Defense attorney Michael Scholl said he isn't surprised by the decision.

The U.S. government decided Friday that they are going to pursue the death penalty against Chastain Montgomery, Sr. They will officially file a formal notice by next Friday, March 15.

Montgomery was indicted by a grand jury in 2011 on two counts of killing a government employee in a shooting inside a post office in the small West Tennessee town of Henning.

The indictment said Montgomery killed Judy Spray and Paula Robinson during a robbery of the post office in October 2010 along with his son, Chastain Montgomery, Jr.

The 18-year-old Montgomery Jr. was killed in a shootout with police on Feb. 14, 2011 after a police chase, and his father was jailed on charges related to the shootout.

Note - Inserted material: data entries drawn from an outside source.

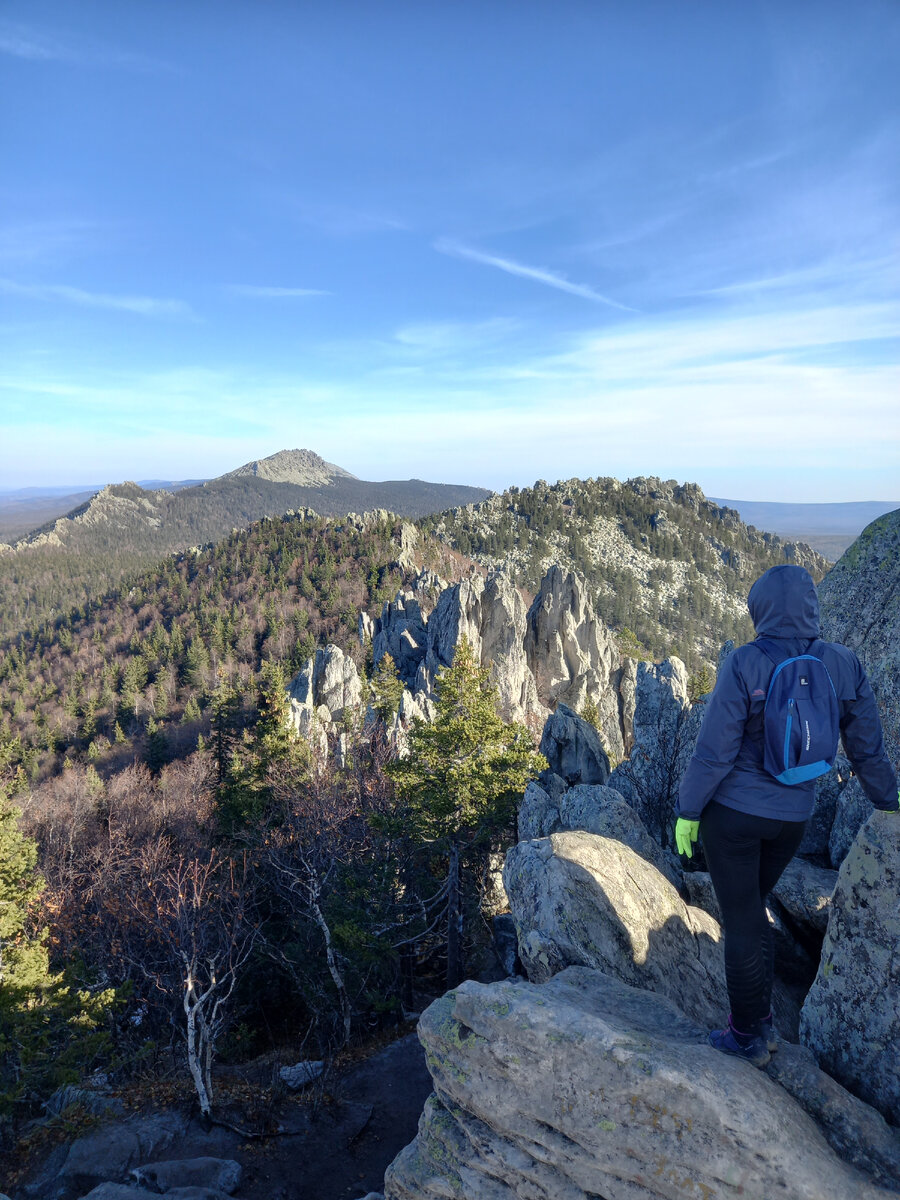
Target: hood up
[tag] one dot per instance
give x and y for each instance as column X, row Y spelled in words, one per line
column 784, row 603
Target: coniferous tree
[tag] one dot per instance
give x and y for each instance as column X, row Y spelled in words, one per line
column 49, row 1031
column 461, row 779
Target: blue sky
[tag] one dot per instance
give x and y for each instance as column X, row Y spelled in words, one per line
column 475, row 241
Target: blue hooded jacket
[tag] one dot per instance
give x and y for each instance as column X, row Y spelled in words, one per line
column 727, row 763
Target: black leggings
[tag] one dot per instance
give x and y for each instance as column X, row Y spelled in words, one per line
column 747, row 856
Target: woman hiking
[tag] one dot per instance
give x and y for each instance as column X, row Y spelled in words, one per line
column 748, row 791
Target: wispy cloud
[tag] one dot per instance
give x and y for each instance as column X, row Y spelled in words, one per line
column 550, row 279
column 451, row 336
column 274, row 293
column 39, row 46
column 34, row 240
column 144, row 306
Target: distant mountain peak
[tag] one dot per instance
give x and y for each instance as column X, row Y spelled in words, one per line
column 303, row 467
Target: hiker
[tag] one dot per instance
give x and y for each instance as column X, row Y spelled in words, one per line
column 748, row 790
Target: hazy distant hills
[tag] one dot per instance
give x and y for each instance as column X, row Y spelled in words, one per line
column 667, row 568
column 828, row 528
column 124, row 527
column 30, row 508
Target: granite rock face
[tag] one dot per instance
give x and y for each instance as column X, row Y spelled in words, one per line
column 573, row 749
column 585, row 1087
column 593, row 809
column 851, row 1017
column 805, row 892
column 555, row 653
column 573, row 655
column 851, row 813
column 664, row 737
column 859, row 601
column 591, row 900
column 582, row 899
column 330, row 679
column 819, row 828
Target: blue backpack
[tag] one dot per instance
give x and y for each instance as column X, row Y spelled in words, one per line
column 801, row 717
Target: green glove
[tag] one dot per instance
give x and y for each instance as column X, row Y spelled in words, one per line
column 685, row 835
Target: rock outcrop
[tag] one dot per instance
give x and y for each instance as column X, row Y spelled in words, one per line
column 861, row 606
column 552, row 654
column 571, row 654
column 588, row 900
column 573, row 749
column 664, row 738
column 851, row 1017
column 585, row 1087
column 593, row 809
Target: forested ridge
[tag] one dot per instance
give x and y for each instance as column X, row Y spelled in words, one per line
column 667, row 569
column 163, row 799
column 151, row 795
column 125, row 528
column 141, row 664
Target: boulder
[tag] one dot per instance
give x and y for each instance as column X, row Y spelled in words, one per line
column 583, row 899
column 600, row 810
column 456, row 615
column 805, row 892
column 851, row 813
column 856, row 1131
column 851, row 1017
column 109, row 1152
column 328, row 683
column 216, row 1174
column 573, row 748
column 503, row 624
column 793, row 963
column 585, row 1087
column 301, row 1074
column 859, row 601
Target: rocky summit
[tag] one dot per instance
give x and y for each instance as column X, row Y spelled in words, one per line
column 301, row 467
column 592, row 1078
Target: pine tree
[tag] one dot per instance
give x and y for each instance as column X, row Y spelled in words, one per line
column 700, row 684
column 49, row 1031
column 461, row 778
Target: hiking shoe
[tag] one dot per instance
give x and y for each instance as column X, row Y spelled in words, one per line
column 767, row 1032
column 749, row 1047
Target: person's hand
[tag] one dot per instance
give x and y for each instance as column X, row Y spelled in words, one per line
column 687, row 833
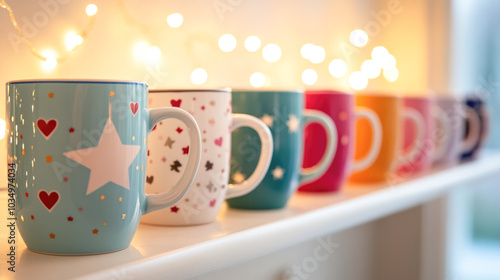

Montgomery has pleaded not guilty to the fatal shooting. Defense attorneys are challenging a confession Montgomery gave authorities after his arrest.

"I don't' think it was really a surprise to us. That's the nature of these type of cases," said Scholl.

The defense is challenging the death penalty and have scheduled an Atkins hearing arguing that Montgomery is mentally disabled.

"We have a motion pending right now, concerning the suppression of that statement and it involves his mental health," said Scholl.

They said his IQ level is below 65, and that his confession of the crime to officials after his arrest would not be valid if he is mentally disabled.

"What we're saying is that he is a mentally disabled person and should not be executed," said Scholl.

Experts said that defense will be a challenge.

The defense believes Montgomery is mentally disabled. They will have to prove that he was mentally disabled before he turned 18.

Family members did not want to comment on the latest decision. Both sides have until June 14 to file any motions, another hearing is scheduled for Sept. 16.